A présent que Gontran n’était plus là, Etienne lui faisait peur, bien qu’il n'eût strictement rien changé à son attitude envers elle, et c’était pour cette raison qu’elle avait choisi de s’établir à Saint-Denis, lui laissant la libre disposition de la maison de la Cité que d’ailleurs le commerce des peaux occupait en grande partie. Par souci des convenances, Aubierge avait suivi la jeune veuve, laissant à sa fille Péronelle, qui était fort entendue en la matière, le soin de la maison et du nouveau maître.
Marjolaine avait découvert qu’aucune preuve possible ne pouvait étayer ses soupçons et qu'elle ne pouvait apporter le moindre secours au malheureux Ausbert Ancelin. Celui-là n’avait que sa bonne foi et ses larmes.

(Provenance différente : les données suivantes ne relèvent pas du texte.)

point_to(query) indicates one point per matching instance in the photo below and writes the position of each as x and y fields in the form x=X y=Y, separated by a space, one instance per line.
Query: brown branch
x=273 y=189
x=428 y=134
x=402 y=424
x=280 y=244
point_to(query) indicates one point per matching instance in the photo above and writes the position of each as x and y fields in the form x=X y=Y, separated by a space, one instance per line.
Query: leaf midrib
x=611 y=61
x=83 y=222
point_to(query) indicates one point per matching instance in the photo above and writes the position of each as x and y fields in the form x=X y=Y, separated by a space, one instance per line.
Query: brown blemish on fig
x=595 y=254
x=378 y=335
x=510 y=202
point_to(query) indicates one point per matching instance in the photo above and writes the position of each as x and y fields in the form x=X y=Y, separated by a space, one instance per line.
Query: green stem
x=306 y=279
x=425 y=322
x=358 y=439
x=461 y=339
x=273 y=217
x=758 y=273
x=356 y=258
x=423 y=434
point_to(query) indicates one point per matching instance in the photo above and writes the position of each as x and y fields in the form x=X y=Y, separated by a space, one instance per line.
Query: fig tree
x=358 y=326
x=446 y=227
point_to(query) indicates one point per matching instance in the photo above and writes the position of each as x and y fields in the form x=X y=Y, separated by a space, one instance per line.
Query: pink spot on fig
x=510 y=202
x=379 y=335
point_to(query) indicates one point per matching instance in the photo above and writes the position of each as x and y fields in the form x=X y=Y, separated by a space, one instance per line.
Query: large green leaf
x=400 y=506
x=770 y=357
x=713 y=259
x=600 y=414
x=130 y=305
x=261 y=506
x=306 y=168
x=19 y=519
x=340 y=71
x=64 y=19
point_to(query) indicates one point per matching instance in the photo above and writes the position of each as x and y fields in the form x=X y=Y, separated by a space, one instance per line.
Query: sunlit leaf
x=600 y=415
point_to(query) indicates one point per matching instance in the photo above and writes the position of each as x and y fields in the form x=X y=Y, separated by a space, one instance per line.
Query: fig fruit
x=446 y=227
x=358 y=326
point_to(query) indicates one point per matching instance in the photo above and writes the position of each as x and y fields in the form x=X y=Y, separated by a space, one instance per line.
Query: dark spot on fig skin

En pensant à toutes ces choses, la jeune femme acheva enfin la longue nuit qu'avait troublée si fort le mystérieux visiteur du grenier. Aveline, qu'elle avait gardée auprès d'elle, avait fini par s'endormir, roulée en boule à l'un des bouts du vaste lit, remplaçant le chat Grimbert qui avait dû profiter du remue-ménage de tout à l'heure pour chercher aventure sur les toits d'alentour. Marjolaine, pour sa part, était restée étendue sur le dos, bien droite, dans la chaleur douillette du lit, les couvertures remontées jusqu'à ses yeux qui n'avaient pas réussi une seule fois à se refermer, l'oreille au guet, cherchant à démêler, par-dessus les plaintes du vent, si les peaux recommençaient à s’agiter au-dessus de sa tête. Mais plus aucun bruit suspect ne se fit entendre jusqu’à ce que le chant du premier coq, bientôt relayé par tous ceux des environs, vînt donner le signal du lever pour les travailleurs des champs, des vignes et des courtils. Il y avait longtemps déjà que, dans l’abbaye voisine, les moines avaient chanté matines. Ils devaient déjà se préparer pour laudes qui se chantaient quand paraissait l’aurore. D’ailleurs, les sons argentés de la cloche annonçant l’office s’égrenaient dans la nuit. Comme par enchantement le vent se calma, cessant ses râles comme si le son divin venait d’apaiser une souffrance. Il y eut un petit moment de grande paix que troublèrent un instant les aboiements des chiens que Colin faisait rentrer pour leur donner à manger. Puis tout se tut de nouveau.